We would like to see recognition that these people are taking time out of work in order to finish their courses and are unable to undertake any extra work. During a recent study of our students we found that this would be equal to $100.00 of earnings per week. This money could be paid out according to who gets an allowance as part of the Student Work Start Grant.
Estimated cost for this would be $3.5 million.
2) Extension of Student Allowance through the dropping of the age for the parental income threshold.
At present it is unreasonable that anyone up until the age of 25 should have to rely on their parents financially.

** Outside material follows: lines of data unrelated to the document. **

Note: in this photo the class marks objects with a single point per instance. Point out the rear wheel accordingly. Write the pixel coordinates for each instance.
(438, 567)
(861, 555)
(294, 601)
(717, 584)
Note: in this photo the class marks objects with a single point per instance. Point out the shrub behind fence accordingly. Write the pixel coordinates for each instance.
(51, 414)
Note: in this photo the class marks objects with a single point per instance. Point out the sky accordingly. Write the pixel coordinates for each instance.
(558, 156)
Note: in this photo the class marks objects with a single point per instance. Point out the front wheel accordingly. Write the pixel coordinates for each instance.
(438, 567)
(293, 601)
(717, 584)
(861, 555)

We would like to see recognition that these people are improving their qualifications for the good of themselves and New Zealand. The dropping of the age threshold by two years for the next three years would create an equitable system for nearly all students. We would recommend that for Budget 2004, the age threshold be set at 23, Budget 2005 at 21 and budget 2006 at 18. Recognition should be given to the large economic gains that communities will experience from increased spending in those communities.
This Universal Allowance would benefit regional economies immensely. Estimates from within Wellington show that the Wellington economy would benefit by $20-$25 million (after tax) every year (based on July 2002 statistics). When this is extrapolated through the country, the benefits are very apparent.

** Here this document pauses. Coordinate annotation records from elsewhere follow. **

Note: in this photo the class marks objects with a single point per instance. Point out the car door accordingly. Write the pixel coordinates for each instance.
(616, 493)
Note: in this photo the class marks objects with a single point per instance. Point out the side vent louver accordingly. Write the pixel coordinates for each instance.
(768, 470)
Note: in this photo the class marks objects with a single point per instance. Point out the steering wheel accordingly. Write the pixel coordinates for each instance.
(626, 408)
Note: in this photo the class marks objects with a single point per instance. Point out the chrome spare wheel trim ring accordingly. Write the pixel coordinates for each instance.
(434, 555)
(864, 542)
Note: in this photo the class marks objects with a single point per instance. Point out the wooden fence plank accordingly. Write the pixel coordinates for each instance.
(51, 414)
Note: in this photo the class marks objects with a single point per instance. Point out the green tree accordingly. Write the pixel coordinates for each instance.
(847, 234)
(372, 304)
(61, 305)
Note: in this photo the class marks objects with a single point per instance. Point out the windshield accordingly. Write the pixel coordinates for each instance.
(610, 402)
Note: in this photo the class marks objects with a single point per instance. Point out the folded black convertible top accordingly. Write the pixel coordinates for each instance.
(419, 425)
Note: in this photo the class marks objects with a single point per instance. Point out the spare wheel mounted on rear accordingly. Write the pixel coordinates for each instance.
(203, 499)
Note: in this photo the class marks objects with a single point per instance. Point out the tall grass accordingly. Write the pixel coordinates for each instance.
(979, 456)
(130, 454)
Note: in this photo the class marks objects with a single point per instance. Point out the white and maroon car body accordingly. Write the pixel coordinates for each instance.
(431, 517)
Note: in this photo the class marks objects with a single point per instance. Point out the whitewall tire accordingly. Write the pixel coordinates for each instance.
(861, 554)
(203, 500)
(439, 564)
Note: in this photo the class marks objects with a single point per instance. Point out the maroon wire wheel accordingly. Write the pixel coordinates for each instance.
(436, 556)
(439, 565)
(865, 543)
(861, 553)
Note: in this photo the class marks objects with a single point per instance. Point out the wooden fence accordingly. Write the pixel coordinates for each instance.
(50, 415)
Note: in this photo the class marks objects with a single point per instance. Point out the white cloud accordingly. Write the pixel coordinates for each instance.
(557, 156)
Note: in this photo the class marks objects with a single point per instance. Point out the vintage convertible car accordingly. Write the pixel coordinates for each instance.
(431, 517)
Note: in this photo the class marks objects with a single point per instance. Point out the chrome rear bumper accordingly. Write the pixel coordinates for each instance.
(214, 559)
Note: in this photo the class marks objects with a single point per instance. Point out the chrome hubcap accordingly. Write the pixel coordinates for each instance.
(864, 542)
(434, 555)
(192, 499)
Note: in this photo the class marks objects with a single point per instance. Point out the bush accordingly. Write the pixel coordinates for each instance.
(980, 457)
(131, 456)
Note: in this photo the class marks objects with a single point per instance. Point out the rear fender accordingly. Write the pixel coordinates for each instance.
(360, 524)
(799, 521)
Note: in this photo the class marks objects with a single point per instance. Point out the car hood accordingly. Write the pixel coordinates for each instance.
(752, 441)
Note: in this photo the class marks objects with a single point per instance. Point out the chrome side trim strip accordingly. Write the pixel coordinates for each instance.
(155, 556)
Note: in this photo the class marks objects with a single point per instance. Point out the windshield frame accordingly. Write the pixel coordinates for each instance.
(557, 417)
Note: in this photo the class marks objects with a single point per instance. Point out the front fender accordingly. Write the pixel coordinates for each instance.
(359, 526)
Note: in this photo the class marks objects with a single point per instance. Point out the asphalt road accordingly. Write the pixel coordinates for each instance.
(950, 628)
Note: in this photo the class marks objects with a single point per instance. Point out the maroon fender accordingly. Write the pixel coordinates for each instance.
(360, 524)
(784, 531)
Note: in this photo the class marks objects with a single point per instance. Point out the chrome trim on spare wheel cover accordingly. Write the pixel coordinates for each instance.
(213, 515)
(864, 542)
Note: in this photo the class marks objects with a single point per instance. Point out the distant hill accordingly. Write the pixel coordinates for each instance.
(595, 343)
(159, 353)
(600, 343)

Estimated cost would be $50 million extra in 2004, $95
million in 2005 and $200 million 2006.
Scholarships are in place for certain groups, this scheme can be extended to achieve Government goals.

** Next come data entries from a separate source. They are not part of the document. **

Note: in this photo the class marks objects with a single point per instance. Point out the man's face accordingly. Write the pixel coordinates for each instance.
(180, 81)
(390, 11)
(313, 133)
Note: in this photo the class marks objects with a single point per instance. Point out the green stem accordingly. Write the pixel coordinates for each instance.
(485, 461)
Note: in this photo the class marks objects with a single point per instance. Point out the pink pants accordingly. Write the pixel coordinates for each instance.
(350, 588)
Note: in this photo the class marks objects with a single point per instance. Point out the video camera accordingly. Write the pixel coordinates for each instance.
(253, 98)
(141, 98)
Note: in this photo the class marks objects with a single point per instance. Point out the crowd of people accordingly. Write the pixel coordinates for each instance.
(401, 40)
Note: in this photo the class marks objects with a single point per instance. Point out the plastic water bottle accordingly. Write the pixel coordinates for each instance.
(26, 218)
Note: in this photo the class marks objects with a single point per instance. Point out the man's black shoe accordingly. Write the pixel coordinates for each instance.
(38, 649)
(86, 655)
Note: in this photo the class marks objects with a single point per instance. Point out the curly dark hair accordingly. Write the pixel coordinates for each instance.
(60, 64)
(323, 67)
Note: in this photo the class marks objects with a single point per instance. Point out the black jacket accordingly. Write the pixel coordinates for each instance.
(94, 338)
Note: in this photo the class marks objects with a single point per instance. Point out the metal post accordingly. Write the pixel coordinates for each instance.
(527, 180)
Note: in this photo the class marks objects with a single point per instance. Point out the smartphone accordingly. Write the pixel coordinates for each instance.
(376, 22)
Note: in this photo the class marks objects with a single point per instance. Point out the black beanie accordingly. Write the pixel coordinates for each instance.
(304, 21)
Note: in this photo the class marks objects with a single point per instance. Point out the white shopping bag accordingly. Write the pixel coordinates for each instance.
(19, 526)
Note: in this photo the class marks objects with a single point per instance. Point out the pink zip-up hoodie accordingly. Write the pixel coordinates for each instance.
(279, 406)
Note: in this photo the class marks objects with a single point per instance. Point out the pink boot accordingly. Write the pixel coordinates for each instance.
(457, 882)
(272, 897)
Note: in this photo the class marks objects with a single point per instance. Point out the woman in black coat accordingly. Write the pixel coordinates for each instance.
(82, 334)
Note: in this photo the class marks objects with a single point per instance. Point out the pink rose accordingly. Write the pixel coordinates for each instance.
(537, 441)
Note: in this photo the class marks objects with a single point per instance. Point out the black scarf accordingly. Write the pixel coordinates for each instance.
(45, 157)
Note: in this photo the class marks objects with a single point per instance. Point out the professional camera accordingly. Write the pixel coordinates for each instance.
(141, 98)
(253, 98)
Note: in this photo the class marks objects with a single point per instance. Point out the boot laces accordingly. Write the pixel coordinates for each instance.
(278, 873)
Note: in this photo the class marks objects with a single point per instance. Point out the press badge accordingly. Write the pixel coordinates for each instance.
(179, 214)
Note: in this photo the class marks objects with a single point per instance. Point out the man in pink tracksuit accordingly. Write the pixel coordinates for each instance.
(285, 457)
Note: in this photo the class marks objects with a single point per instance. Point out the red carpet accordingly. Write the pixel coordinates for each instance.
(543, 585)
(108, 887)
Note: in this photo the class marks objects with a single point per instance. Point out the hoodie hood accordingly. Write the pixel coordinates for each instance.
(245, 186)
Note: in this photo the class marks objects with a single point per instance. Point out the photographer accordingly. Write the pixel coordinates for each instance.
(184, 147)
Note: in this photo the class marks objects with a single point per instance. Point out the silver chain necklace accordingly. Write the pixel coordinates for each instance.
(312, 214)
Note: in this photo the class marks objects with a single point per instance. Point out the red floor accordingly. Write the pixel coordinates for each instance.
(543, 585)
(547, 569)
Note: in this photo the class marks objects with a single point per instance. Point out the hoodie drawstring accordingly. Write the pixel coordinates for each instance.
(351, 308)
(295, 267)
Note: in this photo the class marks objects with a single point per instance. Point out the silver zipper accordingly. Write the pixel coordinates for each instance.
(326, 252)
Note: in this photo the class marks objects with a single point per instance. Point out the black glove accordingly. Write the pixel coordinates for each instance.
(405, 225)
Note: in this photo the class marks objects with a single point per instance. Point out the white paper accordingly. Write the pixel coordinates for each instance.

The Government, for instance, could switch a scholarship on or off a scholarship if there are not enough, people from the South Auckland Region or people from the West Coast Region
The cost of these scholarships could vary but would be $30,000 per person in a scholarship over a three year degree. This would cover course costs, course related costs and an allowance of $150 (before taxed) over 36 weeks.
4) Recognition that teachers will effectively work for the Government
Currently student teachers graduate and the majority go into teaching in state schools. As the state schools are in effect owned by the government, this means that the teachers are to all intents and purposes employed by the Government.
Once the Government has recognised this, and compared this with Teacher pay claims, they will realise that there is a simple and cheaper way to give teachers their claim. This is to pay for students to study towards their teaching degrees.
If a teacher climbs the pay scale from $36,000 to $52,000 over 20 years and does not need to pay a student loan, then the net benefit for that graduate will be 5.62%.
This would cost the Government an estimated $90 million dollars every year that there are 10,000 students studying towards a teaching degree.
5) Extension of Course Related Costs
Institutions will, in the future we feel, move many costs that are at the current time compulsory into voluntary costs.
Items such as text books, stationary etc… will all still be needed and this will increase into the future under the fee maxima scheme. We would like to see course related costs increase to $1,500 or $2,000.
We would not like to see any lessening of the restrictions on how these costs are distributed, we believe that the current system for dispersing this money is fair and equitable.
Estimated cost will be $0 once loans are paid off
We recognise the financial constraints that the Government is under but ask the relevant people to consider Education and Student Support as an investment in the future. Students are the only sector of society that have to borrow in order to live and this inequality has to be rectified in the near future.
As we have stated, we welcome the opportunity to have input into the Student Support Review. We are however sceptical over the use of our submission.
We, as an Association, believe in meaningful consultation and do not believe that this is taking place in regards to the student support review. We will not allow the Government to say that it has consulted with students when our views as students have not been taken into consideration at all in the formulation of a decision.
We look forward to a positive outcome and look forward to Budget 2004 – the Student Budget.